The finding also comes months after Amnesty International published its “Unlawful by Design” report on May 28, 2026, which goes further — characterising major AI companies’ data collection practices as structural violations of international human rights law. The Canadian investigation is narrower and more legalistic, but points in the same direction.

What Should Actually Change

The gap between the findings and the resolution illustrates what comprehensive AI privacy enforcement would require but currently lacks.

Meaningful enforcement would require some form of training data accountability — an obligation to document what data was used, from what sources, and under what legal basis. It would require a mechanism for individuals to understand whether their data contributed to a model’s training, and a process for addressing that if they object. And it would require remedies that can reach existing models, not just prospective commitments for models not yet built.

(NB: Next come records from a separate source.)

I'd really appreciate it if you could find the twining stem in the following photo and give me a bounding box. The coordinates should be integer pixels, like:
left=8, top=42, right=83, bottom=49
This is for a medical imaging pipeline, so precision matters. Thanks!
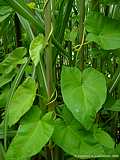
left=44, top=0, right=53, bottom=110
left=79, top=0, right=85, bottom=70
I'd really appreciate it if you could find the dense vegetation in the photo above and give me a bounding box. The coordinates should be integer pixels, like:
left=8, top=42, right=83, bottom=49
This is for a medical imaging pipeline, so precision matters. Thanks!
left=0, top=0, right=120, bottom=160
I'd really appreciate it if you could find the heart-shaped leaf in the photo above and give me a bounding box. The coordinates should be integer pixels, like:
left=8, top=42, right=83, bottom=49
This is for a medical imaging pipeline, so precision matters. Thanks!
left=61, top=67, right=107, bottom=129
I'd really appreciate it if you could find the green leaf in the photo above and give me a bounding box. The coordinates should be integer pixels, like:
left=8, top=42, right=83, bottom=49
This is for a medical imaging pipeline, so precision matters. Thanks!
left=94, top=128, right=115, bottom=149
left=0, top=70, right=15, bottom=87
left=107, top=99, right=120, bottom=112
left=0, top=86, right=9, bottom=108
left=61, top=67, right=107, bottom=129
left=0, top=14, right=10, bottom=23
left=29, top=34, right=45, bottom=66
left=0, top=47, right=27, bottom=74
left=6, top=0, right=44, bottom=33
left=53, top=119, right=104, bottom=157
left=85, top=12, right=120, bottom=50
left=6, top=110, right=54, bottom=160
left=8, top=78, right=36, bottom=126
left=0, top=5, right=12, bottom=23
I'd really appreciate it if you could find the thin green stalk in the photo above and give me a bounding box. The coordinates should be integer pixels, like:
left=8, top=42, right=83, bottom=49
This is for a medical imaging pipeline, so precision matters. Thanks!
left=4, top=58, right=30, bottom=151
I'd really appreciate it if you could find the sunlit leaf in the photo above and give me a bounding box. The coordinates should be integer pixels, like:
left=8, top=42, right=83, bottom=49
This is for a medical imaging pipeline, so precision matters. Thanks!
left=8, top=78, right=36, bottom=126
left=85, top=12, right=120, bottom=50
left=61, top=67, right=106, bottom=129
left=6, top=109, right=54, bottom=160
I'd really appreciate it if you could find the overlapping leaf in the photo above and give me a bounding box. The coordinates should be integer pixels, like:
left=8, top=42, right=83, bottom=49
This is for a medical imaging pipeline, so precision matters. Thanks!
left=61, top=67, right=106, bottom=129
left=85, top=12, right=120, bottom=50
left=8, top=78, right=36, bottom=126
left=53, top=108, right=115, bottom=158
left=6, top=108, right=54, bottom=160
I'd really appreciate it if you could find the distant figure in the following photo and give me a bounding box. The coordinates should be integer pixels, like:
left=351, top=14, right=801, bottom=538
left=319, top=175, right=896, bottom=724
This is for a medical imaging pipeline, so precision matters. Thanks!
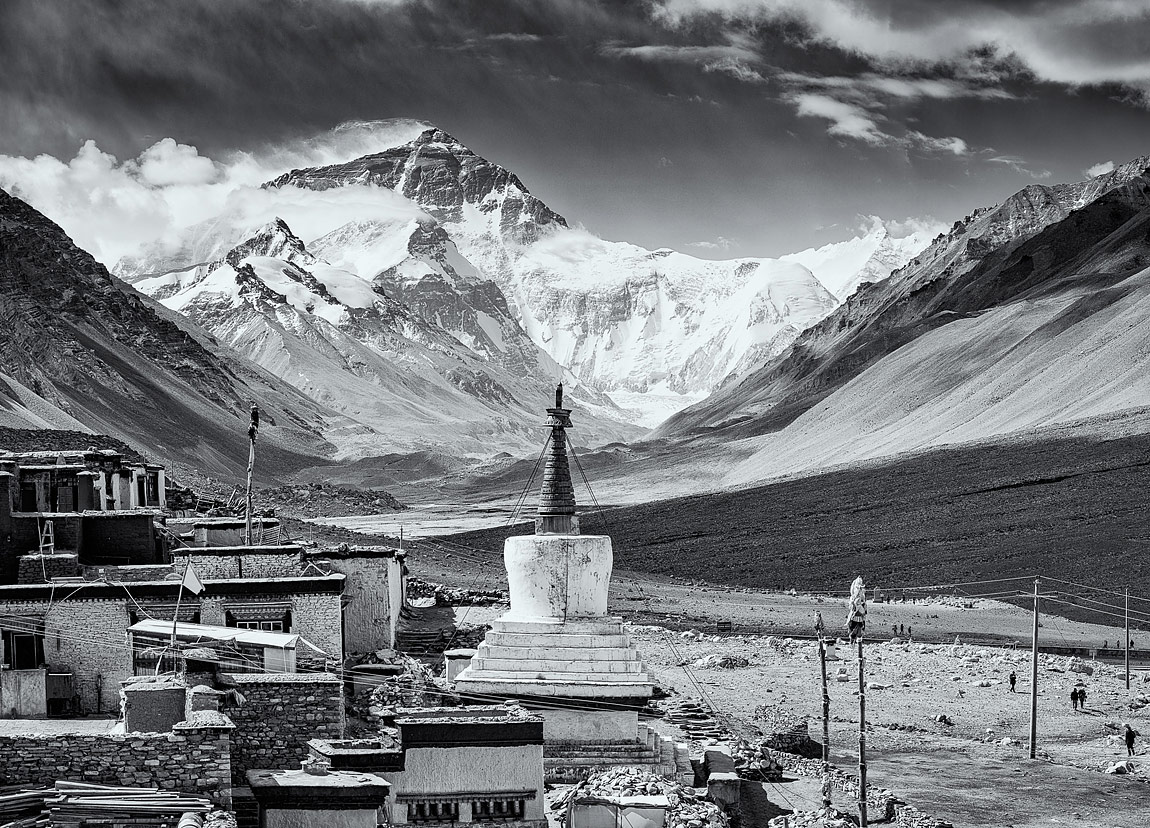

None of that exists in Canadian law as written. PIPEDA was not designed with foundation model training in mind. The commissioners made their findings within the statute they have. Closing the gap between what the statute allows and what the technology requires is a legislative problem that no investigation can solve.

The immediate practical consequence of the Canadian finding is limited — OpenAI faces no fine and no requirement to modify its deployed products. But as an articulation of what privacy law requires when AI companies harvest the internet, it is one of the clearest formal statements any regulatory body has produced.


PIPEDA Investigation #2026-002 is available at priv.gc.ca. The finding was published May 6, 2026.